You are viewing a plain text version of this content. The canonical link for it is here.
Posted to users@spamassassin.apache.org by Jason Bertoch <ja...@i6ix.com> on 2010/02/26 04:20:00 UTC

Bayes and Time of Day

Although I grasp the concept of Bayes in the SA system, I don't fully 
understand how and which tokens it grabs from mails passed through SA.  
Although many servers deal with 24-hour customers, mine is 98% business 
only 8AM to 5PM.  Does the SA Bayes system even look at time of day for 
tokens?  I wonder if I'd be able to more strongly scrutinize mails 
outside of normal business hours.  Thoughts?

/Jason

Re: Bayes and Time of Day

Posted by Karsten Bräckelmann <gu...@rudersport.de>.
On Thu, 2010-02-25 at 22:20 -0500, Jason Bertoch wrote:
> Although I grasp the concept of Bayes in the SA system, I don't fully 
> understand how and which tokens it grabs from mails passed through SA.  
> Although many servers deal with 24-hour customers, mine is 98% business 
> only 8AM to 5PM.  Does the SA Bayes system even look at time of day for 
> tokens?  I wonder if I'd be able to more strongly scrutinize mails 
> outside of normal business hours.  Thoughts?
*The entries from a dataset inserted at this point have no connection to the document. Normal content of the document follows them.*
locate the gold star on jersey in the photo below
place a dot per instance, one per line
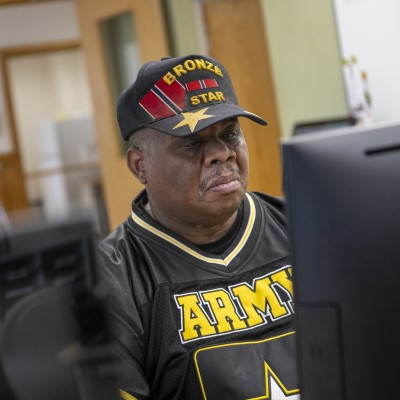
(192, 118)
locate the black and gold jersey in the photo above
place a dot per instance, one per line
(193, 324)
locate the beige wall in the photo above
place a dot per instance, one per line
(305, 59)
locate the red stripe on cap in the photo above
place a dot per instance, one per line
(155, 106)
(194, 85)
(175, 92)
(210, 83)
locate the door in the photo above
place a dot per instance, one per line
(13, 195)
(117, 37)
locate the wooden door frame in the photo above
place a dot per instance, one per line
(14, 156)
(120, 187)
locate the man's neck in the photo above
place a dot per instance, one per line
(200, 233)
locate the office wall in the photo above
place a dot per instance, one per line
(370, 30)
(305, 59)
(33, 24)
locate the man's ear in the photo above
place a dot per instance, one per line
(135, 162)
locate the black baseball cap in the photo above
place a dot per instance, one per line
(179, 96)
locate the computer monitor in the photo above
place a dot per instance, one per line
(343, 207)
(47, 270)
(314, 126)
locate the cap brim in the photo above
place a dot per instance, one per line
(188, 123)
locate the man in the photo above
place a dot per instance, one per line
(198, 284)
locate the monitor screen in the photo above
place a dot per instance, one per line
(54, 258)
(317, 126)
(343, 206)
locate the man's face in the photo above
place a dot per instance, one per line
(201, 179)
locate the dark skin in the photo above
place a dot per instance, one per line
(194, 184)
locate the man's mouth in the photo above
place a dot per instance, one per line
(224, 184)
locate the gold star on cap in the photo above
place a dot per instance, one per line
(192, 118)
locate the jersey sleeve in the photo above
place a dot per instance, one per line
(115, 287)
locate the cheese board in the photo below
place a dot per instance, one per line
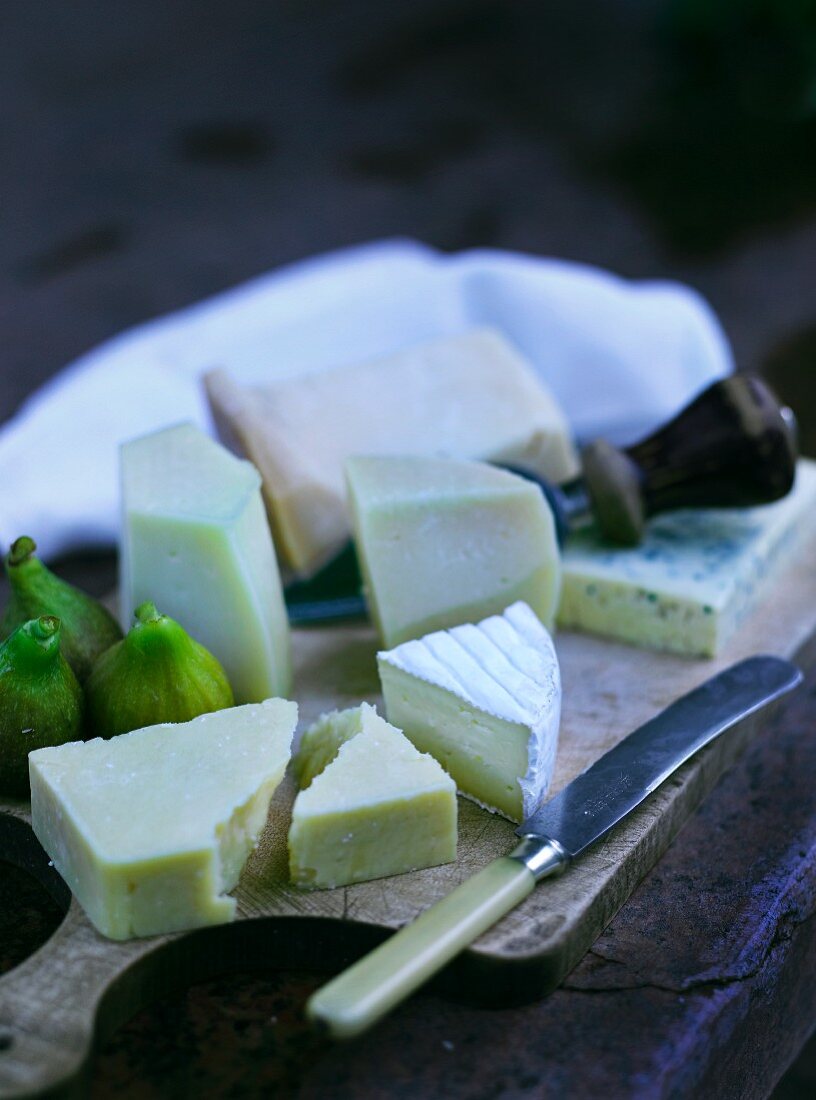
(79, 986)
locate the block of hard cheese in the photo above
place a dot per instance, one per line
(695, 576)
(469, 396)
(371, 804)
(196, 542)
(442, 541)
(150, 829)
(485, 701)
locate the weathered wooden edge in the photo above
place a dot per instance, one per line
(76, 989)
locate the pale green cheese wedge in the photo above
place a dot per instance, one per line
(694, 579)
(467, 396)
(196, 541)
(374, 805)
(150, 829)
(442, 541)
(485, 701)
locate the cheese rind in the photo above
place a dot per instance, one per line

Are you talking about generating different tokens for a given word based
on the time of receiving? As in "fuck" being a valid term in daily tech
and sales language, but indicating porn during the night. That would
horribly bloat the Bayes DB and result in too many tokens with very low
occurrences.

Or are you talking about merely tokenizing date strings somehow for
Bayes? In this case, a simple, plain rule would be much more effective
and not depend on Bayes.


-- 
char *t="\10pse\0r\0dtu\0.@ghno\x4e\xc8\x79\xf4\xab\x51\x8a\x10\xf4\xf4\xc4";
main(){ char h,m=h=*t++,*x=t+2*h,c,i,l=*x,s=0; for (i=0;i<l;i++){ i%8? c<<=1:
(c=*++x); c&128 && (s+=h); if (!(h>>=1)||!t[s+h]){ putchar(t[s]);h=m;s=0; }}}